Barbara Johns Goes On Strike

Moton High School

Johns was a junior at the all-black Robert Russa Moton High School. She and her fellow students understood that the white schools were much better-equipped and higher quality compared to their school, which held 477 students despite being designed to hold 180. These additional students were accommodated with classes held in school buses, auditoriums, and temporary tar paper shack classrooms, nicknamed ''chicken coops.'' Resources were scarce, with one student recalling only one microscope for the entire biology class, and others describing hand-me-down textbooks and leaky roofs. Student body vice president John Stokes noted ''that by...providing schools that were grossly unequal to the ones white children attended, the white power structure was programming us to fail.''

Image of Moton High School
Robert R. Moton High School for African Americans, Plaintiffs’ Exhibits in Davis v. County School Board of Prince Edward County, 1951, Records of District Courts of the United States, National Archives

Strike

Johns had a meeting with a few of her fellow students that fall and decided to hold a strike.
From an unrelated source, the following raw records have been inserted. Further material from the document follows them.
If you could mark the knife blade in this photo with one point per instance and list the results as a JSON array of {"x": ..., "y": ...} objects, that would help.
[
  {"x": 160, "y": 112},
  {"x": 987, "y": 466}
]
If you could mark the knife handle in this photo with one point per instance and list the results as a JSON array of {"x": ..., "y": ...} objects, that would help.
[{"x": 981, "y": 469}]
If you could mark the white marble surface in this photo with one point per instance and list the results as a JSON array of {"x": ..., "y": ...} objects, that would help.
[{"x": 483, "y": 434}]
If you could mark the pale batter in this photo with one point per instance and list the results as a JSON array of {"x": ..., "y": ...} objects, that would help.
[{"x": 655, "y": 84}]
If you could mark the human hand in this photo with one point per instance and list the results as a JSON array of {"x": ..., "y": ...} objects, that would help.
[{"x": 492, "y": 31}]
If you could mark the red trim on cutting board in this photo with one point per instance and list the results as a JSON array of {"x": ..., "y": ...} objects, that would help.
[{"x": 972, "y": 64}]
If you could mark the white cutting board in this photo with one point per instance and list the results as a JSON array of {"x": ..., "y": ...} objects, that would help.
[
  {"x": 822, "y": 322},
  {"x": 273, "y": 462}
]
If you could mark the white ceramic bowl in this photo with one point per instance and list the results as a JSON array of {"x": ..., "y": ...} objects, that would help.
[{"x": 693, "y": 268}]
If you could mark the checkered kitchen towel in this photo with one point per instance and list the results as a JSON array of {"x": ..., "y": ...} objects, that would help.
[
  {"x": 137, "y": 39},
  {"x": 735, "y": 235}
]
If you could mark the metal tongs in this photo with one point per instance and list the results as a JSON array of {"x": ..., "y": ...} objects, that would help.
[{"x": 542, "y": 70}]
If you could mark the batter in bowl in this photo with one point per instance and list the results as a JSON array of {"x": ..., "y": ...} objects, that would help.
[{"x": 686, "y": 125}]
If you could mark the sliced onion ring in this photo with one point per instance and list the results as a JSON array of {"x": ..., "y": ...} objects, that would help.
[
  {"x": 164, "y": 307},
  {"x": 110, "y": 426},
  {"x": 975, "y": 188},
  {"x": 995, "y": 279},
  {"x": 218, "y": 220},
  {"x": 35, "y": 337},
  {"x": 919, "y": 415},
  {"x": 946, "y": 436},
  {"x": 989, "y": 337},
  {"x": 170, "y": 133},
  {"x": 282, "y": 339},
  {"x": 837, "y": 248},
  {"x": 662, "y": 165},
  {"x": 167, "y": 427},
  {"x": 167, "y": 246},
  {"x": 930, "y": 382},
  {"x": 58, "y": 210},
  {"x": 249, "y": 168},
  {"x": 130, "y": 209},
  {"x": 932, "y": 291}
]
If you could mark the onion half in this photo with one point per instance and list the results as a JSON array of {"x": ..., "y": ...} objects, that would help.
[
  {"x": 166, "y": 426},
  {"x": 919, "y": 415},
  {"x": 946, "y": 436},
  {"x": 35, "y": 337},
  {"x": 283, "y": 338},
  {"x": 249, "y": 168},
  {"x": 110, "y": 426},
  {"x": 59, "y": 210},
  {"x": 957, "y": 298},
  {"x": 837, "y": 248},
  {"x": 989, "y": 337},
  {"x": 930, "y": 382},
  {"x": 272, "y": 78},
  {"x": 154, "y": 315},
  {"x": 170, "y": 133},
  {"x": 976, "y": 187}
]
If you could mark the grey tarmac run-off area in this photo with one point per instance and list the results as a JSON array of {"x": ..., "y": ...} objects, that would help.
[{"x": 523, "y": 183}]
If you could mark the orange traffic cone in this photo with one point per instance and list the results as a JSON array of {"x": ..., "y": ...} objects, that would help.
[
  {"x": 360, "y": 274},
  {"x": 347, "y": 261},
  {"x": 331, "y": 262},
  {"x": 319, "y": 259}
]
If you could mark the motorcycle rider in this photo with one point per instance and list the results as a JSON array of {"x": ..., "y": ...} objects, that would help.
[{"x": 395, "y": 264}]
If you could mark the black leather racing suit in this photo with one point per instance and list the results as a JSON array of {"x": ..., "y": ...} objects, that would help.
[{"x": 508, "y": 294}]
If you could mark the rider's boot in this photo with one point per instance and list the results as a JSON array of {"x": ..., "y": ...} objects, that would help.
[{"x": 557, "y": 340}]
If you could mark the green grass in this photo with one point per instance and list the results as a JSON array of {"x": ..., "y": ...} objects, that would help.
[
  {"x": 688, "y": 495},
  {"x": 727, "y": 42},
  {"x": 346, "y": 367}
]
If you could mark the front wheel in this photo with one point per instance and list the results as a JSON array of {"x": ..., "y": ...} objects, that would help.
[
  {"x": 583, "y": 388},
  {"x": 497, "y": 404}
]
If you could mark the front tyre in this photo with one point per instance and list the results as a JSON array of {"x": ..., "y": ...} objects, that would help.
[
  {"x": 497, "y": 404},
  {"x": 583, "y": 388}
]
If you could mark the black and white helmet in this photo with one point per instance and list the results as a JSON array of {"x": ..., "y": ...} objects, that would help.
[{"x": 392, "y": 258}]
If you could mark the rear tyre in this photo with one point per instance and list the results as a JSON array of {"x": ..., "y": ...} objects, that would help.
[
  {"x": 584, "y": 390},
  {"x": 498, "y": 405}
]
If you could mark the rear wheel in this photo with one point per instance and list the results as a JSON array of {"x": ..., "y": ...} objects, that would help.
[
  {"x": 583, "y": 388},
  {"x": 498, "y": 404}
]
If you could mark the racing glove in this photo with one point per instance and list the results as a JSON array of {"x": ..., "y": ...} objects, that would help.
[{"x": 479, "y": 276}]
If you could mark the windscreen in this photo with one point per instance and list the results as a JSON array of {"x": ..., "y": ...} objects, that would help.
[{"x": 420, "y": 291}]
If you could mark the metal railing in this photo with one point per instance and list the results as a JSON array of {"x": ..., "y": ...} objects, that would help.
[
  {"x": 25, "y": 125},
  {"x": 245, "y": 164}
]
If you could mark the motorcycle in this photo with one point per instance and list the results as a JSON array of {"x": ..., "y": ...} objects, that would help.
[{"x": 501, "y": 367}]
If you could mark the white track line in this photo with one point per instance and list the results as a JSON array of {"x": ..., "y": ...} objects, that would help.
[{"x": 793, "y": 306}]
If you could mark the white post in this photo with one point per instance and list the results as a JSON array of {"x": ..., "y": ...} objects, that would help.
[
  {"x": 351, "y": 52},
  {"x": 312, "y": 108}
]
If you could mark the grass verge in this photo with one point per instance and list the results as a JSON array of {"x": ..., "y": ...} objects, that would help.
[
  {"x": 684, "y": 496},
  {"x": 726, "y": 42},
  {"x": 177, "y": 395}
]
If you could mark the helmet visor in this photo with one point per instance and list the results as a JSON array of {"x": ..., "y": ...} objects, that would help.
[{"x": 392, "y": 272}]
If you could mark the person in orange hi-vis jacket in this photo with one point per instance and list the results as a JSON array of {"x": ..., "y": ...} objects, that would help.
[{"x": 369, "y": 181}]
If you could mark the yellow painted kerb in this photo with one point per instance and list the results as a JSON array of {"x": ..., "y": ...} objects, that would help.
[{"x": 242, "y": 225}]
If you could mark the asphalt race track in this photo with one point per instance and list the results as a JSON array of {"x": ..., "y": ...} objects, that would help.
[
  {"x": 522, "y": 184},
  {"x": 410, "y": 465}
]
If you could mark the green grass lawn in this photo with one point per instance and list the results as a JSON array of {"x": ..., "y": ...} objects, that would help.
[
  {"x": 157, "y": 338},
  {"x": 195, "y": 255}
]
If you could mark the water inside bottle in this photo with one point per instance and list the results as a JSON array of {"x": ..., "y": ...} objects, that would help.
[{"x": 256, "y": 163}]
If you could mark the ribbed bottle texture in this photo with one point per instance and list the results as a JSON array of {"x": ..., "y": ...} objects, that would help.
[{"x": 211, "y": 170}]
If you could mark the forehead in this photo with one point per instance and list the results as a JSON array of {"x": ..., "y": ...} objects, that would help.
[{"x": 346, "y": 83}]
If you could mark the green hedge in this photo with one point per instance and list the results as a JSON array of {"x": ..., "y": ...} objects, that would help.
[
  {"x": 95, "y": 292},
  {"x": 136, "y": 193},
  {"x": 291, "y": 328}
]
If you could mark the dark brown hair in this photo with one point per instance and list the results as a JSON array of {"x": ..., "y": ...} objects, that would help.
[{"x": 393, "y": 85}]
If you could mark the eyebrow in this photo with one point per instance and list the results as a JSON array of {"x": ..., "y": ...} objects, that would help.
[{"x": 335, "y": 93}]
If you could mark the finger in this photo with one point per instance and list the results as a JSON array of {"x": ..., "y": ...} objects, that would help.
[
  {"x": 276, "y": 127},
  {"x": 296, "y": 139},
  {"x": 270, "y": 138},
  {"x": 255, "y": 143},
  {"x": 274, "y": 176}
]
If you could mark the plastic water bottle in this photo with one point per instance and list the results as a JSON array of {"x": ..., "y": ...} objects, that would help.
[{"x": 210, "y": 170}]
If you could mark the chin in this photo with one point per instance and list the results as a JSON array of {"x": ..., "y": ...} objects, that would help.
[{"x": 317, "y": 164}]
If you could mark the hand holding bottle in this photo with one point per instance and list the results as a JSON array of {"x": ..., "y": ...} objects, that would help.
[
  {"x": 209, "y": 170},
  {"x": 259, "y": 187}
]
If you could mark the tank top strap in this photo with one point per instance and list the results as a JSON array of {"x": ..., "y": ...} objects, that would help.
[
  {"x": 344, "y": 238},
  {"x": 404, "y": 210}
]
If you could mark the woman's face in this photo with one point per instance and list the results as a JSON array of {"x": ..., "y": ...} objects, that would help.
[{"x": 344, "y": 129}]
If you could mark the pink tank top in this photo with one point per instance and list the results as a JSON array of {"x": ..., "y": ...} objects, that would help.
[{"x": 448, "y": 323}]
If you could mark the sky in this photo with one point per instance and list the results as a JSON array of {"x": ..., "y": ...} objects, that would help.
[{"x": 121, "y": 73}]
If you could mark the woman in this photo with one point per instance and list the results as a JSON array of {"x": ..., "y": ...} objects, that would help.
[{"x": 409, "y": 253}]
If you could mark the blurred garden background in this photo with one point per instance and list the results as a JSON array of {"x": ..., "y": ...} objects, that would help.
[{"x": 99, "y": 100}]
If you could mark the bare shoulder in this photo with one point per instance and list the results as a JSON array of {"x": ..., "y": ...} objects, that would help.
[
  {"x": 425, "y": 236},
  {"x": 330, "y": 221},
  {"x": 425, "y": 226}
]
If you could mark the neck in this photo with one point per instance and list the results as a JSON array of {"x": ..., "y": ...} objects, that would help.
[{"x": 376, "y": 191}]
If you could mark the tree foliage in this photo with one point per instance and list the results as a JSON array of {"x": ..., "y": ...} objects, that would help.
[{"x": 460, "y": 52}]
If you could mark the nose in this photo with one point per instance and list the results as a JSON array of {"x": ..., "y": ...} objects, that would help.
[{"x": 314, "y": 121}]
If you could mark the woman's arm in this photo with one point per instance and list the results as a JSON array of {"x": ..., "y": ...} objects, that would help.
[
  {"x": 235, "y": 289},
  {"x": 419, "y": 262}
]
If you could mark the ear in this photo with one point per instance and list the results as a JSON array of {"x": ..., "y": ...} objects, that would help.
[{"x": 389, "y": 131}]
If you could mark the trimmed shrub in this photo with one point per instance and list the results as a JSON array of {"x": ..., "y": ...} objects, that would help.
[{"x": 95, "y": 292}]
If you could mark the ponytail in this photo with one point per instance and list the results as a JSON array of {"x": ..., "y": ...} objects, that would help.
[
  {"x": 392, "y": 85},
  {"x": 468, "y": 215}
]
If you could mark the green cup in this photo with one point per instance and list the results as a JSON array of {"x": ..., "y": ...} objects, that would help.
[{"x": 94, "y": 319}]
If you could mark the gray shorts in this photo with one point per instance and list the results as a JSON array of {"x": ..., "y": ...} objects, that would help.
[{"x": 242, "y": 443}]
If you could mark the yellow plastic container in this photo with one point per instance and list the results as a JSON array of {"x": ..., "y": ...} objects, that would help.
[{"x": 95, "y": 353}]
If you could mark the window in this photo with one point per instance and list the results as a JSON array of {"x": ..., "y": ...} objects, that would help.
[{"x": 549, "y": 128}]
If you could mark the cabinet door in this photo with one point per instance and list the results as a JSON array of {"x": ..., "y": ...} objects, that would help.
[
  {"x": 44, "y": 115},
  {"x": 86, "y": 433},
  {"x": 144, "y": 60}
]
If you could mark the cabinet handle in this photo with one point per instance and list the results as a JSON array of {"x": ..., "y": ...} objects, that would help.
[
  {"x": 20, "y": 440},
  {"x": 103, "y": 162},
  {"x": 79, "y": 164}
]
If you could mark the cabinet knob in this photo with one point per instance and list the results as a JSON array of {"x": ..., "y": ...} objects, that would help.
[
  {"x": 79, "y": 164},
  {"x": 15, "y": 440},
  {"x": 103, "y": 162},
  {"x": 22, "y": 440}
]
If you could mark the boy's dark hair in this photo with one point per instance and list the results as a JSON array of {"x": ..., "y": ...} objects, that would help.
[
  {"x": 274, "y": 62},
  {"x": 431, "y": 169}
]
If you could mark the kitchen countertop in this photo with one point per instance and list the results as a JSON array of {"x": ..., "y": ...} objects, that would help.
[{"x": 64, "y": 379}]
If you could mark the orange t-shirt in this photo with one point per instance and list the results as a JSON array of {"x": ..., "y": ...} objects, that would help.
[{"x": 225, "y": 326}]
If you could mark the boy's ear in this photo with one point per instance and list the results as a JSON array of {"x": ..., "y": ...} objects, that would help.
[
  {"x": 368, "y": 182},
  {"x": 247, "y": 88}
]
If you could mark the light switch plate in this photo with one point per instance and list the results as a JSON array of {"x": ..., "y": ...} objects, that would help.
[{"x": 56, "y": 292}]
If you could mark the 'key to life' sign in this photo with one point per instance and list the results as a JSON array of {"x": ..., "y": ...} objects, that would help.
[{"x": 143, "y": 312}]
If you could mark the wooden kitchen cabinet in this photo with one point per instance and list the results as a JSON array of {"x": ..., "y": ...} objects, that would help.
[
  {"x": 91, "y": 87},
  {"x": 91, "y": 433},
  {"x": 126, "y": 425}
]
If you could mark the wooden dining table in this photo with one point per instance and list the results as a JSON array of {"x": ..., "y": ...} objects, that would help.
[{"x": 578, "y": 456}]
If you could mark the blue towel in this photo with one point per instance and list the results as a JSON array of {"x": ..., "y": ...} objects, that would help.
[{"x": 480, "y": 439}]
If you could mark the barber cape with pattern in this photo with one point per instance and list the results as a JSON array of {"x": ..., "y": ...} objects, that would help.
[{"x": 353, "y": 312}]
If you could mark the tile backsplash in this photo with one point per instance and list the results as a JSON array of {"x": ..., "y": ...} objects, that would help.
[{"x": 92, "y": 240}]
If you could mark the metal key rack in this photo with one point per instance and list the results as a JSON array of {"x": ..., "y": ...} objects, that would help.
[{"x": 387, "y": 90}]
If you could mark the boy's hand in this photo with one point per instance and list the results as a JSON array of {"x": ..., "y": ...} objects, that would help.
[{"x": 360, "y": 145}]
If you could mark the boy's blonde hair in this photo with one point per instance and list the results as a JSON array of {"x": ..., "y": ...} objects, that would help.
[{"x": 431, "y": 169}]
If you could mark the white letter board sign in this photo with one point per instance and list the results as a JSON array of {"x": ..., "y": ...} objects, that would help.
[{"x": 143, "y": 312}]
After months of planning what they nicknamed their ''Manhattan Project,'' making pickets and brainstorming strategies, they held the strike on April 23, 1951. The students faked a phone call to the principal telling him his students were in trouble downtown. After he left the building, teachers received notes instructing them to bring their students to a school-wide assembly. Barbara Jones stood on the auditorium stage and, after asking the teachers to wait outside, implored the students to walk out and go on strike - and they did. The strike lasted for two weeks and had the support of Farmville's black community. After a white superintendent told them their facilities were just as nice as those of the white students, in the face of the school district's inaction, the students contacted NAACP lawyers Oliver Hill and Spottswood Robinson and took their case to court.